李奇淡淡瞥了一眼李惜,心中悲憤,卻無可奈何。
想不到,他李奇過了半輩子,卻栽到了一個孩子手上。
無奈李惜掌握着他的命脈,他不得不從。
李惜嘆了口氣,沉聲道:
“我承認,是我殺了書生。”
他閉上雙眼,心中已經做好了承受的準備。
李惜不着痕跡地鬆了口氣,其實他並沒有買通糰子,也沒有聽糰子說過此事。
只因他看到了李老闆回來,因爲好奇,便偷偷跟在後面。無意間聽到了他與糰子的談話。
他知道,此事若李奇不說出真正,着實難以調查。
他便以糰子爲誘餌,自信爲根源,打破李奇的心裡防線。
一旦他認定糰子把什麼都說了,那麼內心便被擊垮了。就此,纔是李惜的目的。
還好,他的目的達到了。
“是,是你害死我弟的?”書生的堂哥有些不敢相信,而書生的父母卻沒有任何動作。估計是接二連三的兇手出沒,讓他們不知道誰到底是真正的兇手。
李奇話鋒一轉,又道:
“可我這麼做,都是因爲李嬌的指使!”
終於,李嬌還是出現了。
王大人猛揮下醒木,嚴肅道:
“李奇,坦白從寬。”
王大人是知道李老闆家世的,李嬌自小與李老闆相依爲命,可謂是寵着長大的女兒。她怎麼會暗害自己的父親?
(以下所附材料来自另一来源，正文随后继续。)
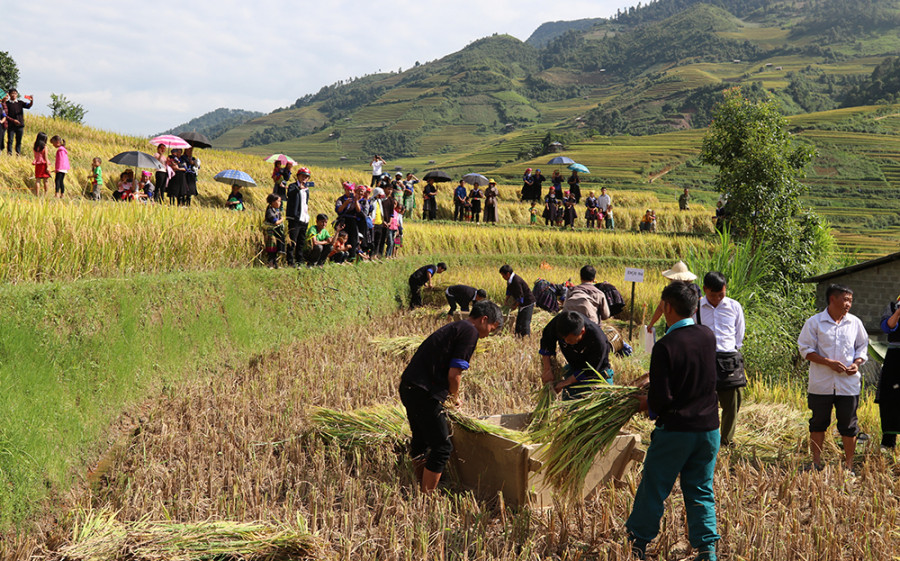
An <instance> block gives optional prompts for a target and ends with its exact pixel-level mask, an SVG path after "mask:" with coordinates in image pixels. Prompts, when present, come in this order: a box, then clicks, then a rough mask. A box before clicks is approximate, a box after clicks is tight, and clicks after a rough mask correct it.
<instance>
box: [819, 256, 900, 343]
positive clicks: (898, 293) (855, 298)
mask: <svg viewBox="0 0 900 561" xmlns="http://www.w3.org/2000/svg"><path fill="white" fill-rule="evenodd" d="M831 284H842V285H844V286H848V287H850V288H851V289H852V290H853V308H851V310H850V313H851V314H853V315H855V316H857V317H859V318H860V319H861V320H862V321H863V323H864V324H865V325H866V329H867V330H868V332H869V334H870V335H873V336H874V335H879V334H881V327H880V326H879V323H880V320H881V312H882V311H883V310H884V307H885V306H886V305H887V304H888V302H890V301H891V300H893V299H895V298H897V296H898V295H900V260H895V261H891V262H888V263H883V264H881V265H876V266H873V267H869V268H868V269H863V270H861V271H856V272H852V273H848V274H846V275H842V276H839V277H834V278H830V279H828V280H825V281H822V282H820V283H819V284H818V285H817V286H816V309H818V310H820V311H821V310H823V309H825V306H826V302H825V290H826V289H827V288H828V286H829V285H831ZM878 339H882V337H878Z"/></svg>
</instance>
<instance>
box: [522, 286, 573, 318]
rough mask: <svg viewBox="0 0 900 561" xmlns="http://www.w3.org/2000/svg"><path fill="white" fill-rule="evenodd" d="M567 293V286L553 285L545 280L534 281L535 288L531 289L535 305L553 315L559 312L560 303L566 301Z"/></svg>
mask: <svg viewBox="0 0 900 561" xmlns="http://www.w3.org/2000/svg"><path fill="white" fill-rule="evenodd" d="M567 292H568V290H567V288H566V285H564V284H553V283H552V282H550V281H547V280H544V279H538V280H536V281H534V287H533V288H532V289H531V293H532V294H534V301H535V302H534V303H535V304H537V306H538V307H539V308H541V309H542V310H547V311H548V312H550V313H551V314H555V313H557V312H558V311H559V302H560V300H565V299H566V293H567Z"/></svg>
事情已經走到這個地步,李奇知道自己難逃一截,可在此之前,他也得拉一個墊背的。
李嬌,就是最好的人選。
他毫無遲疑,解釋道:
“老爺一直將財權緊握手中,即便李嬌結婚,其嫁妝也沒分得半點李家產業。即便沒有李惜出現,李嬌也決定不能留下老爺。”
李奇瞥了李惜一眼,李惜的出現可謂破壞了他們整個計劃,也不得不讓他們的計劃體現。
誰也想不到,王棋的插曲導致李嬌被關入獄,如此,纔有了接下來這檔子事。
李奇直言不諱道:
“她早與我暗中謀劃,只等大婚之後,便徹底架空老爺的權利。結果發生了李惜的事,大小姐便交代,架空老爺的權利需要提前。暗中吩咐我,也不要放過書生。如此,書生之死,恰好可以解決所有問題。我若有罪,那麼李嬌也不能饒過!”
他就是不能讓李家人好多,無論是誰。
王大人聽得眉頭緊皺,他雖無法認同李奇的話,但也無法反駁。如今,也只有聽聽李嬌如何來說。
“帶李嬌上堂。”他吩咐道。
自李奇說出李嬌之後,李惜並不做任何辯解。
他只靜靜地站在一旁,目光透着清冷,令人捉摸不透。
傾城忽然覺得李惜有些眼熟,這並不是前世的故事,而是今世的感覺。
在她的記憶中,似有這樣一位少年,可是她卻記不清那是誰了。
“王大人。”李嬌被帶了上堂,她輕瞥了堂上幾人,纔對王大人行禮道。
她的精神有些憔悴,看起來一夜未眠的樣子。原本得體的裝扮,此刻變得有些褶皺。
王大人因與李老闆有交情,也算是李嬌的長輩。如今他見李嬌如此作爲,不覺痛心,便也只是審問道:
“你夫君於昨夜猝死,你可有什麼話說?”
他希望李嬌能夠說出真相,還李老闆一個清白,也給自己一個安慰。
李嬌卻道:
“大人錯了,昨夜我爹親口說明,我與他再無瓜葛。所謂行禮還差最後一道禮,我們怎是夫妻呢?”